When a band or solo artist announces they're going on a farewell tour, it's usually met with collective shrugs and eyerolls. Why? Because--as Kiss proved--by bilking customers into thinking that this is their last hurrah, they can charge a ridiculous amount of money over and over again and the fans will keep coming. Not Glen Campbell. Last night was actually his last show ever in Los Angeles, and he wasn't kidding.
The 76-year-old singer was diagnosed with the early stages of Alzheimer's disease last June. Since the announcement, he's been making the rounds as part of his Goodbye Tour, which is slated to end in late October.
Campbell's set was short, clocking in at barely over an hour, but he was in prime form. The songs he performed from his 54-year career struck a chord with the nearly 10,000 people in attendance. The singer, clad in a rhinestone jacket (naturally) and suit, can still jam on guitar, creating his signature sound that has influenced so many musicians.
"I'm so happy I'm here today," the singer said, which was met with the crowd's approval. "When you're my age, you're happy to be anywhere."
He mostly stuck to the hits, of which there are many, including "Try A Little Kindness," "True Grit" (which had a funny John Wayne anecdote), "Witchita Lineman" and of course, "Rhinestone Cowboy." In the middle of his set, the singer, who was the first country musician to win the Grammy for Album of the Year for By The Time I Get To Phoenix, took a break and let his children Ashley (who is quite the looker) and Shannon perform a few songs from their own band. You could see Campbell watching from the side of the stage, beaming like a proud papa would.
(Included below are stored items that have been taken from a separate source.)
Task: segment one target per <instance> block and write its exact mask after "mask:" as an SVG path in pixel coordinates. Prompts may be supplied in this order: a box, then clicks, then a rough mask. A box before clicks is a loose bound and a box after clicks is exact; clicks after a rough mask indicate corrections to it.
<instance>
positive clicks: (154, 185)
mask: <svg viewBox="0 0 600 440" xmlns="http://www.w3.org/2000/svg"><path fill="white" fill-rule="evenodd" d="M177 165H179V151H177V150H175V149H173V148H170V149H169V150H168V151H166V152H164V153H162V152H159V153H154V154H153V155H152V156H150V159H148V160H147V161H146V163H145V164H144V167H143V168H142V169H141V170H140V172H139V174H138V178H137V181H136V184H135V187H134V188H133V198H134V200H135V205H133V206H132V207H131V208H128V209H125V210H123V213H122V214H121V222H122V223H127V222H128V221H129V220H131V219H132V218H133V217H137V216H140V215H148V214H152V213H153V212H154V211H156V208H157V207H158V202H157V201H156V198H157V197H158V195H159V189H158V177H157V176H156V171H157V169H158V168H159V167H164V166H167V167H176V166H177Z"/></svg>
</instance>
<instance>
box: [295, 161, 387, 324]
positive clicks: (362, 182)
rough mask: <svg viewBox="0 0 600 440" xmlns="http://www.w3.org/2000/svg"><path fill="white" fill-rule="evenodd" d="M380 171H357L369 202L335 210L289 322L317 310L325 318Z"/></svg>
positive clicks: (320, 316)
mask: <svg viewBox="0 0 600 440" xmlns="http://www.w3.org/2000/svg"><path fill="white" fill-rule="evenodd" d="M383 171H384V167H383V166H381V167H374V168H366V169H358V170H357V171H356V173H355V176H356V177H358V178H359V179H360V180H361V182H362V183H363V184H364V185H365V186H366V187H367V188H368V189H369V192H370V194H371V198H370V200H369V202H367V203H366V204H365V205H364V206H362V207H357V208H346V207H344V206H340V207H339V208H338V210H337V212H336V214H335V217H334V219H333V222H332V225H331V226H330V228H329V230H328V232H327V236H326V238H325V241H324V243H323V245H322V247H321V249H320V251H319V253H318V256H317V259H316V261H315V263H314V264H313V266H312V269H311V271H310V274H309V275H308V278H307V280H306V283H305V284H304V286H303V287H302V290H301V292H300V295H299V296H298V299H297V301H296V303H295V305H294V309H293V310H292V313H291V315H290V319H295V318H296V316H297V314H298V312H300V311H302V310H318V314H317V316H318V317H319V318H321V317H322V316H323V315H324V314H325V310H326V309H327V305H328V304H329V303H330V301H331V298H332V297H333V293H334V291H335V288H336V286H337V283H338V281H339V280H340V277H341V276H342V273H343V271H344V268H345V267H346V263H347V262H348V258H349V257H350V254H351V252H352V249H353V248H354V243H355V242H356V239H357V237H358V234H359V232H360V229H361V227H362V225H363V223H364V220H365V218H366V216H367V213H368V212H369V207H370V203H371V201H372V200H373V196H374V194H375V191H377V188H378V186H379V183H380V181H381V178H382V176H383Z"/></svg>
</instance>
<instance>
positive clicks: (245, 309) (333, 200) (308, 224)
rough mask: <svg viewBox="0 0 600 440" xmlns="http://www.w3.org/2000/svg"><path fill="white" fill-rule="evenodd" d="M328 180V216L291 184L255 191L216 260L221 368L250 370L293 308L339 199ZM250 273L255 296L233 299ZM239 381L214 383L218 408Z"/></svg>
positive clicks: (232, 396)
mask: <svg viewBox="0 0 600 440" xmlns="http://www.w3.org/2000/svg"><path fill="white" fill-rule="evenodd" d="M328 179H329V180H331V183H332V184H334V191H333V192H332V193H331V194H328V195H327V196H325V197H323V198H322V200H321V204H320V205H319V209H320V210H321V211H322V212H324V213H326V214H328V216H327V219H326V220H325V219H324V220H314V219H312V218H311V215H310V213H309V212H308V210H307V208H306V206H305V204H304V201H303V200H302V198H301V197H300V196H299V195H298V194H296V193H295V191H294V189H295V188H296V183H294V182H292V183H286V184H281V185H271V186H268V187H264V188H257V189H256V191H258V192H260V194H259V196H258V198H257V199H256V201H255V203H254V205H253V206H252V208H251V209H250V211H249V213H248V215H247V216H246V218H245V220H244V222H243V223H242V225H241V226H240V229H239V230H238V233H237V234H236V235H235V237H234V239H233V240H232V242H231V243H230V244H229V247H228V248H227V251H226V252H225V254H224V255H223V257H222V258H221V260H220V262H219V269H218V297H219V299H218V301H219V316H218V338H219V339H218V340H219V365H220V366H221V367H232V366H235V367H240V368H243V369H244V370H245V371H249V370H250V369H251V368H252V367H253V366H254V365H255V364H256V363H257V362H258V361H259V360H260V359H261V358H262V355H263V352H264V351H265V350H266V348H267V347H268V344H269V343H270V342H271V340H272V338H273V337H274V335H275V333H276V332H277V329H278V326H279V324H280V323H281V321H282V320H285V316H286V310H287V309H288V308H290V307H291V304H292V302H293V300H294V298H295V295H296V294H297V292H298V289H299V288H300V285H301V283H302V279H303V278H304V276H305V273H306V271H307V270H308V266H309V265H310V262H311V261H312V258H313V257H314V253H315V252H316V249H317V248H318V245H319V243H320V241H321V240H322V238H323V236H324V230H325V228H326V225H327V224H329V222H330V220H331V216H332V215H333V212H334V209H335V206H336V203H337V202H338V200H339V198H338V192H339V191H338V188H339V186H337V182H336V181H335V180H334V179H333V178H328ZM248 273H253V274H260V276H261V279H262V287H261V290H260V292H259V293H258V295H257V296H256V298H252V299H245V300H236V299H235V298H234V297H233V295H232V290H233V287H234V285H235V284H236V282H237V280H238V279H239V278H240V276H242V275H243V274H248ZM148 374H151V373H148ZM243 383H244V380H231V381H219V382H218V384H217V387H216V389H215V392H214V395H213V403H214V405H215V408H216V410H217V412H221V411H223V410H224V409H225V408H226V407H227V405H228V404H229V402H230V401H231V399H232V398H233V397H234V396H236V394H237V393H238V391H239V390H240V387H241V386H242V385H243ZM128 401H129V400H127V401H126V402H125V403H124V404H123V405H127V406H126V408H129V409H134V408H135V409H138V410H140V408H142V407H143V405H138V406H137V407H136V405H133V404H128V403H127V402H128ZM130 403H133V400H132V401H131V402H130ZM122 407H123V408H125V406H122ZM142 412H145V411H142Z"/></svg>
The first half of the show featured Dawes acting as the house band while Jackson Browne, Jenny Lewis, Kris Kristofferson, Lucinda Williams and Courtney Taylor-Taylor of The Dandy Warhols paid tribute to the headliner. Due to his extensive catalog, the aforementioned musicians performed songs that fans may not have realized that the singer played an important part in. Some weren't aware that Campbell lent his guitar to loads of studio sessions including the Beach Boys, Elvis Presley and Frank Sinatra amongst others and played a part in Phil Spector's Wall of Sound.
Many fans complained about the opening tribute, grumbling that the singer should have played a longer set. But the openers did manage to do the songs justice. Highlights included Williams' "Turn Around, Look At Me" (which was used on Kodak commercial), Kristofferson's "Highwayman," Lewis and Browne's duet on "Let It Be Me" and lastly, Browne's stirring version of the underrated Beach Boys tune "I Know There's An Answer" from Pet Sounds. The ensemble joined to together for an up-tempo, peppy version of "Viva Las Vegas" to close out their opening duties.
While many musicians can't see the writing on the wall and won't quit until it's too late, Campbell is cashing out before things get worse. Instead of a somber farewell, the night was a celebration of an illustrious career, which gave fans both old and new a greater appreciation of one of country music's true icons.
Critical Bias: This should be the blueprint for how a real farewell is conducted. Succinct, tight and with tributes.
The Crowd: A relatively small (based on the venue's size), but loyal group of Campbell fans.
Random Notebook Dump: I know the Kings just won the Stanley Cup, but the number of championship hats spotted at the venue was ridiculous. C'mon people, you didn't even know who the Kings were eight weeks ago, don't pretend like they're the biggest thing now. Sheesh.